Purification of the circulating blood is crucial for the continuation of life. The urinary system is a group of organs that serves to remove from the blood nonvolatile waste products that cannot be removed through the respiratory system. The organ that has the major role in both filtration and reabsorption of necessary substances is the kidney. Consequently, urinalysis is an extremely valuable tool for demonstrating pathological conditions in the excretory system and as an index for the general metabolic condition of an individual. There are several different kinds of samples used in urinalysis.


A random urine specimen is satisfactory for most qualitative tests and may be collected at any time. However, factors such as the type and amount of food consumed, and the performance of exercise must be considered when interpreting results. For example, an elevated urine sugar may be obtained after an exceedingly high carbohydrate meal. All random specimens should be freshly voided and delivered to the laboratory as quickly as possible. Urine is an excellent culture medium for many types of microorganisms. As bacterial growth and metabolism increase, decomposition of the urine proceeds rapidly. If a delay of several hours is unavoidable, the urine specimen should be kept in the refrigerator.


A first morning sample is collected when the patient rises in the morning. Only a clean container is necessary. Early morning specimens are used most frequently for analysis due to their day-to-day consistency. It is the most concentrated of the urine samples and is used for qualitative analysis. It is also essential for preventing false- negative pregnancy tests and for evaluating orthostatic proteinuria.


This specimen is collected two hours after the patient has eaten a meal and requires only a clean container. The specimen is tested for glucose, and the results are used to monitor insulin therapy in patients with diabetes mellitus.


a. A 24-hour specimen is required in order to obtain significant results in the quantitative analyses. It is essential that a clean container and the proper preservative be used. The 24-hour specimen is made up of the total urinary output for a specific 24- hour period and to obtain an accurate timed specimen. It is necessary to begin the collection period with an empty bladder and end the collection period with an empty bladder. The procedure is as follows:

(1) Day one. First thing in the morning, the patient should void and discard that specimen, after which the remainder of urine is collected for the next 24-hours. The patient should be instructed to urinate into a separate urine collection cup and pour the contents into the 24-hour collection container (caused by the possibility of splashing preservative onto exposed skin).

(2) Day two. At the same time as the beginning of the first collection, the patient voids and adds this urine to previously collected urine.

(3) Storage. The patient should be advised to store partial collections at 4-6oC and deliver the completed 24-hour urine collection to the laboratory as soon as possible after completion.

b. Upon arrival in the laboratory, the 24-hour specimen must be thoroughly mixed and the volume accurately measured and recorded. Only an aliquot is needed for testing, but the amount saved must be adequate to permit repeat or additional testing.
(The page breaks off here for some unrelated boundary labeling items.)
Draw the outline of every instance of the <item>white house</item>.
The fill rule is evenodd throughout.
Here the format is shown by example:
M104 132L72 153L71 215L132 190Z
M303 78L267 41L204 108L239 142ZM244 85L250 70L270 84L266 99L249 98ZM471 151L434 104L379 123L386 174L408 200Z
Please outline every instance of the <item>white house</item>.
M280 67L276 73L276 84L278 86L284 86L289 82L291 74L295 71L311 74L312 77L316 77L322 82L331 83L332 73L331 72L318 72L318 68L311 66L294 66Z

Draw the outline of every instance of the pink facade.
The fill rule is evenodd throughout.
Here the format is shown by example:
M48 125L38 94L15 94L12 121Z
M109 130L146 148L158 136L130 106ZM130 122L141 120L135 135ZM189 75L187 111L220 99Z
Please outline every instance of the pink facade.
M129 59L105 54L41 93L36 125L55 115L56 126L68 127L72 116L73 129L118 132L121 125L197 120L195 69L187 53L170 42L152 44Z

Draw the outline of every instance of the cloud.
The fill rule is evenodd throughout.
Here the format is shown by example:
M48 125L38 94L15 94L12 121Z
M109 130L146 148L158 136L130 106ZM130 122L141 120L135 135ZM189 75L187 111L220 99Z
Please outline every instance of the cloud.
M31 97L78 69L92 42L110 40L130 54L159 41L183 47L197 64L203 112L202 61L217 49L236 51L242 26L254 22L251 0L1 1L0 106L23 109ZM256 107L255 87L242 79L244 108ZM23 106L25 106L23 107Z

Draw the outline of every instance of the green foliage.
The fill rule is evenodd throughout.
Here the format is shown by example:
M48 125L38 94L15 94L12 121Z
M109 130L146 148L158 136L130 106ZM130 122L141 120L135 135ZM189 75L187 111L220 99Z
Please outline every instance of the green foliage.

When bacteriological studies are to be done, special collection techniques may be necessary to avoid contamination of the specimen.

Catheterization. Catheterization is used for some bacteriological tests performed on urine. However, even the most careful sterile technique cannot entirely prevent contamination of the bladder and the upper urinary tract during the passage of the catheter. This method is not used very often as it causes the patient much discomfort.

Midstream (Clean Catch) Specimen. A midstream specimen is used more often than a specimen from catheterization. Although this method does not eliminate contamination as much as catheterization, it is satisfactory if it is carefully collected.

With men, the glans penis should be adequately exposed and cleaned with soap or a mild antiseptic solution. The initial flow of urine should be allowed to escape, but the midstream urine should be collected in a sterile container.

With women, the urethral opening should be plainly exposed and well cleaned with soapy cotton balls. The area should be thoroughly rinsed with sterile, water-saturated cotton balls. The female patient should void the first portion of urine forcibly and then allow the midstream portion of about 20 to 100 ml to be caught in a sterile container.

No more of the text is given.